Algumas franqueadoras, como a Di Santinni e a Capodarte, auxiliam neste processo. “Temos ferramentas de geomarketing e times de expansão inloco que garantem uma escolha mais assertiva de ponto”, compartilha Viviane.
2. Subestimar a importância do capital de giro
Outro equívoco frequente é não ter reserva de emergência. Nos primeiros meses, o negócio demanda mais investimento do que retorno: há imprevistos de obra, ajustes na operação, treinamento da equipe, campanhas de marketing, etc. O capital de giro é o oxigênio que mantém a empresa viva até que o fluxo de caixa se estabilize.
3. Ignorar a franqueadora
A franqueadora deve ser a maior parceira durante toda a jornada, especialmente nesse início. Ignorar treinamentos, dispensar consultorias ou não tirar dúvidas e pedir ajuda mina o propósito do sistema de franquias: replicar uma fórmula de sucesso.

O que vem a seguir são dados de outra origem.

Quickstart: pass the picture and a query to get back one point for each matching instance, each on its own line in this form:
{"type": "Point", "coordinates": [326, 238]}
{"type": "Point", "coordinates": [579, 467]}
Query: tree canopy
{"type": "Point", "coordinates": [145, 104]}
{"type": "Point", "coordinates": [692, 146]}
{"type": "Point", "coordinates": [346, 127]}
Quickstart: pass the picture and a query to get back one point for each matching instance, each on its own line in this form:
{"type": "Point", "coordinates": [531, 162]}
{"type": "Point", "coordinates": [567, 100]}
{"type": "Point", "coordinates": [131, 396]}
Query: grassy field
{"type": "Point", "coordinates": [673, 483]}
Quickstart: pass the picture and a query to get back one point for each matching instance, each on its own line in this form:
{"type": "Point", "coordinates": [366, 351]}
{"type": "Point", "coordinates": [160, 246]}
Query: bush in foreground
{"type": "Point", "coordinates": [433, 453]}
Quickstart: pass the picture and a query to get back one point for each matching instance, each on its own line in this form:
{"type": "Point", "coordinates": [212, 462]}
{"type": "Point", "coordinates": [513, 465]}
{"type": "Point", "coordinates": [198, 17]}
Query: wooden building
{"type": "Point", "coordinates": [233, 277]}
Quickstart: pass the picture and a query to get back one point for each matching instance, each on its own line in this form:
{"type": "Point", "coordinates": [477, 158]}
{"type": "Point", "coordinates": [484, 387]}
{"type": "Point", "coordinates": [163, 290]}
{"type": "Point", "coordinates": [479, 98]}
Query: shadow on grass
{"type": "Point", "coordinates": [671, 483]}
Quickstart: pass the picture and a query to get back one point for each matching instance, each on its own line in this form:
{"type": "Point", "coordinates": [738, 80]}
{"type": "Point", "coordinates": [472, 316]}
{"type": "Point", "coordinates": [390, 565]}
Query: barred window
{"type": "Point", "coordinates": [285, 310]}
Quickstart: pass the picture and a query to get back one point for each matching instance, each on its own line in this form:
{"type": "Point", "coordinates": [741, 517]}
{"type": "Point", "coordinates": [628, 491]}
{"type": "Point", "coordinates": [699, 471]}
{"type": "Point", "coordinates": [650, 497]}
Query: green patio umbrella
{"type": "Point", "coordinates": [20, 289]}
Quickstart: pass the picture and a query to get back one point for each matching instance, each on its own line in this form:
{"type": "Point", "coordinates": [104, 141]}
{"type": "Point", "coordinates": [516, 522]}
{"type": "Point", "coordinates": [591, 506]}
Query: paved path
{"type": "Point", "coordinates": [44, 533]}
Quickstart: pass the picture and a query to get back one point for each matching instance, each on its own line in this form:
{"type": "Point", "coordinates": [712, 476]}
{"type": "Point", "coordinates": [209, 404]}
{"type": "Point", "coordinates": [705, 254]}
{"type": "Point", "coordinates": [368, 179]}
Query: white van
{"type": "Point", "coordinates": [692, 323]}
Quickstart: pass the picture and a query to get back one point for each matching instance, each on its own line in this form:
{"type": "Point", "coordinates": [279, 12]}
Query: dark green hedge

“Queremos que o franqueado nos veja como um amigo — alguém presente em todas as etapas da jornada, não apenas para ajustar rumos, mas também para celebrar conquistas. Nosso suporte é completo, abrangendo desde a gestão financeira até o marketing e a operação. O objetivo é que cada franqueado aproveite ao máximo esse conhecimento e alcance todo o seu potencial”, coloca Viviane.
4. Esquecer que o cliente precisa ser conquistado todos os dias
Ter uma marca reconhecida não dispensa o trabalho de atrair e fidelizar clientes. É preciso investir em comunicação digital e física e experiências de compra que encantam. Um plano de marketing ativo e simples, com base em calendários sazonais, é um bom começo, assim como investir no relacionamento pré e pós-venda faz toda a diferença. O relacionamento pré-venda estabelece a confiança, fundamental para atrair e converter clientes, quanto o pós-venda garante a fidelização e incentiva a recompra, crucial para o crescimento. A força da marca deve ser complementada pelo carisma, credibilidade e engajamento do franqueado na comunidade local.
5. Deixar de aprender
O sucesso de uma franquia depende de um treinamento alinhado a uma boa gestão. Embora o produto seja importante, o fator humano é decisivo. Em um mercado competitivo, a atualização e a capacitação contínua — tanto da equipe quanto do próprio gestor — são essenciais para manter a operação eficiente. Funcionários bem treinados se sentem valorizados, entendem o propósito da marca e realizam melhores vendas, enquanto o franqueado que aprimora suas habilidades em gestão, liderança e vendas se torna mais preparado para identificar oportunidades e impulsionar o desempenho geral da unidade.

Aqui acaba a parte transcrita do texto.